Correlation Between New Economy and Tax Exempt
Can any of the company-specific risk be diversified away by investing in both New Economy and Tax Exempt at the same time? Although using a correlation coefficient on its own may not help to predict future stock returns, this module helps to understand the diversifiable risk of combining New Economy and Tax Exempt into the same portfolio, which is an essential part of the fundamental portfolio management process.
By analyzing existing cross correlation between New Economy Fund and Tax Exempt Fund Of, you can compare the effects of market volatilities on New Economy and Tax Exempt and check how they will diversify away market risk if combined in the same portfolio for a given time horizon. You can also utilize pair trading strategies of matching a long position in New Economy with a short position of Tax Exempt. Check out your portfolio center.

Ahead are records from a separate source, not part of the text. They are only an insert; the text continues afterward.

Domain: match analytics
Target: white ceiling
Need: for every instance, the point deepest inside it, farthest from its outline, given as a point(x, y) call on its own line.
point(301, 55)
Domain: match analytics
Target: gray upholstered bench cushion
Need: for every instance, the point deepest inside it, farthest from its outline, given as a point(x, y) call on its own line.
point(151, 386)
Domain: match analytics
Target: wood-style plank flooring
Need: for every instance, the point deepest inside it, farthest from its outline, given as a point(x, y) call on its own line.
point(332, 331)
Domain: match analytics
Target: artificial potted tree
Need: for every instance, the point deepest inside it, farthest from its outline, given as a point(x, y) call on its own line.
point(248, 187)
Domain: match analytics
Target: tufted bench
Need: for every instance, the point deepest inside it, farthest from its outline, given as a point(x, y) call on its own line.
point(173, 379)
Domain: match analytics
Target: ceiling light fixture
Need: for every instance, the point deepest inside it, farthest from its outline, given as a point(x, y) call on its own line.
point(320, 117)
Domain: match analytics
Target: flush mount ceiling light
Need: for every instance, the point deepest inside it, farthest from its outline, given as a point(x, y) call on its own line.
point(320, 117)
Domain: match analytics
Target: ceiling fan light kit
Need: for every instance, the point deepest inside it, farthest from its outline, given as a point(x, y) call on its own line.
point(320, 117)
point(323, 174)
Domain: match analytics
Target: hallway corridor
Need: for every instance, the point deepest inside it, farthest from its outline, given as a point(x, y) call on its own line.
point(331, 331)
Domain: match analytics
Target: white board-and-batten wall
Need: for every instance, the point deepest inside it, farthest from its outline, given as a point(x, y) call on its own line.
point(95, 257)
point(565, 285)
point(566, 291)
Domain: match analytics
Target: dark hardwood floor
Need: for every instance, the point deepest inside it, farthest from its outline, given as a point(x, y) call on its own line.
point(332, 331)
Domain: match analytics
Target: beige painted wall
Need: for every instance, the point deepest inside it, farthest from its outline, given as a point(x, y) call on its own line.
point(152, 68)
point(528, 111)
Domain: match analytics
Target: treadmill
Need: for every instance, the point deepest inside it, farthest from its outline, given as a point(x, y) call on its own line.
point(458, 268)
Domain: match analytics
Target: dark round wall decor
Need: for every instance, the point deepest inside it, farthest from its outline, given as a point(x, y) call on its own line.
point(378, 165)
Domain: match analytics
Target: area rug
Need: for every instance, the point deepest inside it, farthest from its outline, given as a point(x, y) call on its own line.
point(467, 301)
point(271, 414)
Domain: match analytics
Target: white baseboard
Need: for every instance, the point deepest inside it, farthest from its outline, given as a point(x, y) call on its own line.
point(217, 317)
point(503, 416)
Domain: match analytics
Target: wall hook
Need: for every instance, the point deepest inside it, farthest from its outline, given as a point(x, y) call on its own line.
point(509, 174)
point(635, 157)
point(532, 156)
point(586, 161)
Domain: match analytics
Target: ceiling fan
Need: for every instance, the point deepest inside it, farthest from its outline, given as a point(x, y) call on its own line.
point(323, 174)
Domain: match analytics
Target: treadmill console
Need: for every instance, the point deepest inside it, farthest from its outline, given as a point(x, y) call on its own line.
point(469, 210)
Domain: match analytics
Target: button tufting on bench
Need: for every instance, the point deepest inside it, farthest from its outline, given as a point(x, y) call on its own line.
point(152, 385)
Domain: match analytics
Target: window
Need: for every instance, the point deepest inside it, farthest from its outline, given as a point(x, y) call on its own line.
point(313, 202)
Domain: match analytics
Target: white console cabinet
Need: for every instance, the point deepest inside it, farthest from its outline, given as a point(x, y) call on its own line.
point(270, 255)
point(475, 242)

Please also check ongoing floating volatility patterns of New Economy and Tax Exempt.
Diversification Opportunities for New Economy and Tax Exempt
-0.37 | Correlation Coefficient |
Very good diversification
The 3 months correlation between New and Tax is -0.37. Overlapping area represents the amount of risk that can be diversified away by holding New Economy Fund and Tax Exempt Fund Of in the same portfolio, assuming nothing else is changed. The correlation between historical prices or returns on Tax Exempt Fund and New Economy is a relative statistical measure of the degree to which these equity instruments tend to move together. The correlation coefficient measures the extent to which returns on New Economy Fund are associated (or correlated) with Tax Exempt. Values of the correlation coefficient range from -1 to +1, where. The correlation of zero (0) is possible when the price movement of Tax Exempt Fund has no effect on the direction of New Economy i.e., New Economy and Tax Exempt go up and down completely randomly.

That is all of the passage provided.